What are button mushrooms?
Porcine or button mushrooms are made by letting the mushroom bulb dry out for about a week, then roasting it until the juices run clear and the mushrooms become plump. Generally, most button mushrooms are reserved for braising or oven roasting; they have a mild, nutty flavor and sometimes a peppery bite.
You may eat them raw, sautéing them with onions and garlic. Many cooks sauté them in a mixture of red wine and butter until they are glistening, adding chives, garlic, mushrooms, and simmer for about a half-hour. Or you can roast them and add a rich mushroom broth to the pan; cook for about half an hour. These button mushrooms are delicious in soups, on pizzas, or baked in muffins or muffin sandwiches.
All mushrooms are good for you, but these are especially good for you.
Caveats to Mushroom Preparation
Some mushrooms are extremely delicate and tend to be lacking in iron. Try to eat these mushrooms in the days following the harvest. When eating these mushrooms, know that it may be hard to add enough iron to the diet without supplements.
How to Use Mushrooms
Fresh button mushrooms can be cooked on a stovetop for 10 minutes or less or in a frying pan for 5 minutes or less.
If you have a great recipe, please send it to my attention. My recipes have been featured in numerous publications and on national television. I would love to share it with you.
The mushrooms in my recipes are organic, non-GMO, and the food was sourced from a farmer who not only is proud to be an organic farmer but is also trying to promote health through clean foods. If you would like to buy my mushroom recipes, please go to my website.
Mushrooms: Caught Off Guard
It’s the day after the mushrooms are harvested.
The fresh ones, preserved in brine, are packed and prepared.
They are frozen for use next year.
The canned, packaged mushrooms are stored for two years or more.
The mushrooms in the storage containers are more wrinkled than the ones stored in brine.
The canned mushrooms are dented, and the caps are soft.
The packaged mushrooms do not taste as good as the fresh ones.

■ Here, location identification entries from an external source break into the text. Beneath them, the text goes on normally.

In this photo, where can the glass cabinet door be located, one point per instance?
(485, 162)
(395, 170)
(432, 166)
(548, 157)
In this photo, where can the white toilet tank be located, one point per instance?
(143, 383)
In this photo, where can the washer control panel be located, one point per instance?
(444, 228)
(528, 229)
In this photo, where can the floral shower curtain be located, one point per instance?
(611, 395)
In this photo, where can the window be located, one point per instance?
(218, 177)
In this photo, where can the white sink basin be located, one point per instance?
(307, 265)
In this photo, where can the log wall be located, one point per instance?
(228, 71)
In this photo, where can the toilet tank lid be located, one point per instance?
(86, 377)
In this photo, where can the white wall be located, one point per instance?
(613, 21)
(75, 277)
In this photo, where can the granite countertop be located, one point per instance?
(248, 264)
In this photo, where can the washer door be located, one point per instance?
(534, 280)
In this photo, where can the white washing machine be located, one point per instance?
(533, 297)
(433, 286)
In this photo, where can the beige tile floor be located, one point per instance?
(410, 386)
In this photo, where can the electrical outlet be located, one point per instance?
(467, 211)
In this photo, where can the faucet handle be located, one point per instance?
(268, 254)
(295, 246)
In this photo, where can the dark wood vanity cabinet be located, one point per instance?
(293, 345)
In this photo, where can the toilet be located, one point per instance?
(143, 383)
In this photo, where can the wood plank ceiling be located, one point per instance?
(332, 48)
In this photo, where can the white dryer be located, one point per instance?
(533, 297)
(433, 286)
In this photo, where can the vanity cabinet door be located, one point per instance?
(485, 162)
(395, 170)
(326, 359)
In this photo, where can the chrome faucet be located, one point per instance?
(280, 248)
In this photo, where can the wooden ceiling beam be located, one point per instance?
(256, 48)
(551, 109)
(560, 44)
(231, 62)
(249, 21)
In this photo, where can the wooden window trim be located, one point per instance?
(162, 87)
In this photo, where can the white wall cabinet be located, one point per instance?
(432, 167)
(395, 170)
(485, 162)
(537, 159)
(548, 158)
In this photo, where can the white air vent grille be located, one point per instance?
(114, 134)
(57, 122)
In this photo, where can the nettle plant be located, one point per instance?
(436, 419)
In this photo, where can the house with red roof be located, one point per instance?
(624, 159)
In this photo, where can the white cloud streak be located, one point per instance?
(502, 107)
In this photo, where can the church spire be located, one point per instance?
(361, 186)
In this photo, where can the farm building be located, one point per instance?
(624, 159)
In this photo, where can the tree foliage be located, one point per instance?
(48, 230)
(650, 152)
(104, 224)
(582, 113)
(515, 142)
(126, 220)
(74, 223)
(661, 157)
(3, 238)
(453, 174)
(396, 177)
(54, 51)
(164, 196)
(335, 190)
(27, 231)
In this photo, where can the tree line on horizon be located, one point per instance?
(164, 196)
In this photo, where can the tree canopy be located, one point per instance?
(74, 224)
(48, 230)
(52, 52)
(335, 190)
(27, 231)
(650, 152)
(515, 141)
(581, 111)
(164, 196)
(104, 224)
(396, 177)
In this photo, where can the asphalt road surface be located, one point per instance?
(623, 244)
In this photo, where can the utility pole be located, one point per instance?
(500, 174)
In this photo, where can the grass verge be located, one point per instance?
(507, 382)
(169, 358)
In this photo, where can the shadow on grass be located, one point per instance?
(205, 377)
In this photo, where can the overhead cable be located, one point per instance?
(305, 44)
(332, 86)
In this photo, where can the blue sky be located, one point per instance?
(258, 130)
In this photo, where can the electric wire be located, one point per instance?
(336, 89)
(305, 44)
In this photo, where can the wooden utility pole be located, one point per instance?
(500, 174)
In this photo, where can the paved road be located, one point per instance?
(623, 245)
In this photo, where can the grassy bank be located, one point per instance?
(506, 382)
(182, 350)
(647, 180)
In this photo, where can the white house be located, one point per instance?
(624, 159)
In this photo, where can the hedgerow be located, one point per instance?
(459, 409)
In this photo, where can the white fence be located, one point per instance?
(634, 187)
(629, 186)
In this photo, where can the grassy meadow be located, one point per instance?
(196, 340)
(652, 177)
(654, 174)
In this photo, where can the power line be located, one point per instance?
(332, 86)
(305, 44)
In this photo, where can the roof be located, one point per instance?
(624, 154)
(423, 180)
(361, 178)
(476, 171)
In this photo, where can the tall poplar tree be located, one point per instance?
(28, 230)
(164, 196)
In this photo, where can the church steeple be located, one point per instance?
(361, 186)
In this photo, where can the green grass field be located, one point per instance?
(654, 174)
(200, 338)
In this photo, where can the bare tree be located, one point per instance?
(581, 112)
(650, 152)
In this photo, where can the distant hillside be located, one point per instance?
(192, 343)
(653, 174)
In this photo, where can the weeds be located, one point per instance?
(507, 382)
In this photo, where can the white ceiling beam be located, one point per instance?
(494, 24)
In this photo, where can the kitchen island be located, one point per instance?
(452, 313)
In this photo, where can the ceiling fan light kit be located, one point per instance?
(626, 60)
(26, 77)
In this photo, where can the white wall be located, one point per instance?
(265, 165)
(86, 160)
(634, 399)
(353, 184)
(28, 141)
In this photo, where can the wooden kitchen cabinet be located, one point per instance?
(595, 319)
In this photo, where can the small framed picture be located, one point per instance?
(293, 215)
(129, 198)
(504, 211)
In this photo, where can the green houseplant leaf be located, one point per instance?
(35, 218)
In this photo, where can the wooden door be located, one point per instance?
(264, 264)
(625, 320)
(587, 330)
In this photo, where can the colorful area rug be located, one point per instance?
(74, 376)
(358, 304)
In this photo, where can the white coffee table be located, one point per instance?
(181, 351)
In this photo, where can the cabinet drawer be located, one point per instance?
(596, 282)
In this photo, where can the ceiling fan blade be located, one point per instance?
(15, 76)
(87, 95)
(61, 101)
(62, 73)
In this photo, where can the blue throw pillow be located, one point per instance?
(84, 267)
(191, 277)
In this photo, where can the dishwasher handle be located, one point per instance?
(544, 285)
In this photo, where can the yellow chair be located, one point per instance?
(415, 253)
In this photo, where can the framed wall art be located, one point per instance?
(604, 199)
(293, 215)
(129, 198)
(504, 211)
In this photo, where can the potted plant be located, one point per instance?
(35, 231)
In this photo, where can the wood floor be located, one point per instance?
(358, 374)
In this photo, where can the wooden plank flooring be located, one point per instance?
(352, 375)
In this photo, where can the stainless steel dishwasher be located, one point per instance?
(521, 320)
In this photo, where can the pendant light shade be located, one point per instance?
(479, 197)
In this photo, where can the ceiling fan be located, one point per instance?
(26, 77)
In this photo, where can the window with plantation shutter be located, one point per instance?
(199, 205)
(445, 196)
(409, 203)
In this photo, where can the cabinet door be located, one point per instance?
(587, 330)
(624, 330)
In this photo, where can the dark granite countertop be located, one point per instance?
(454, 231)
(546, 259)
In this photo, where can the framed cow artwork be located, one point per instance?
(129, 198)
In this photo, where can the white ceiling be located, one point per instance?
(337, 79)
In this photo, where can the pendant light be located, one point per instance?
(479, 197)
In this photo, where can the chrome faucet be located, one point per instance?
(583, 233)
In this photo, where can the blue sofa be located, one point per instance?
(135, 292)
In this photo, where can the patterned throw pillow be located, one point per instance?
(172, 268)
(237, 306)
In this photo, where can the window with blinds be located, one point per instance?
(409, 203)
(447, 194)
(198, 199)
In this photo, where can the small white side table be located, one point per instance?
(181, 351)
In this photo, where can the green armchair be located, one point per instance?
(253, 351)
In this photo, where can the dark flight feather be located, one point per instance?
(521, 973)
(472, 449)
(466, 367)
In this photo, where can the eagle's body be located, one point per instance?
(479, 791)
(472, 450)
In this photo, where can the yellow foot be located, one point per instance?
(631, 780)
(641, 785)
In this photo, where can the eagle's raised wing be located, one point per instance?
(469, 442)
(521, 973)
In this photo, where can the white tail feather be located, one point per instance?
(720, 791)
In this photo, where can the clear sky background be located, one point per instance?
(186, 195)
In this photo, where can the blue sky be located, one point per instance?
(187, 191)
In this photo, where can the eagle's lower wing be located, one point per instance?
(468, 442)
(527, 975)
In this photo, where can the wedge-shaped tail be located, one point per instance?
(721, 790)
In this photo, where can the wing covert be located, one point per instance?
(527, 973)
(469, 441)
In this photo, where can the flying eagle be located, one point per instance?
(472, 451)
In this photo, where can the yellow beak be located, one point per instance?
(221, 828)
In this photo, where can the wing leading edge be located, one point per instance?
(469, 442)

After about 24 hours, the canned mushrooms are tossed into the frying pan to be sautéed and roasted.
Butter and garlic will never go bad; they keep for years.
Mushrooms are now marinating and roasting on the stovetop.
Butter and mushrooms are cooking in a pan.
Wrap up your kitchen tools and toss them into the refrigerator.
Forgetting to eat mushrooms can be a terrible mistake.
And that’s why they are a staple in the dishes of most large communities around the world.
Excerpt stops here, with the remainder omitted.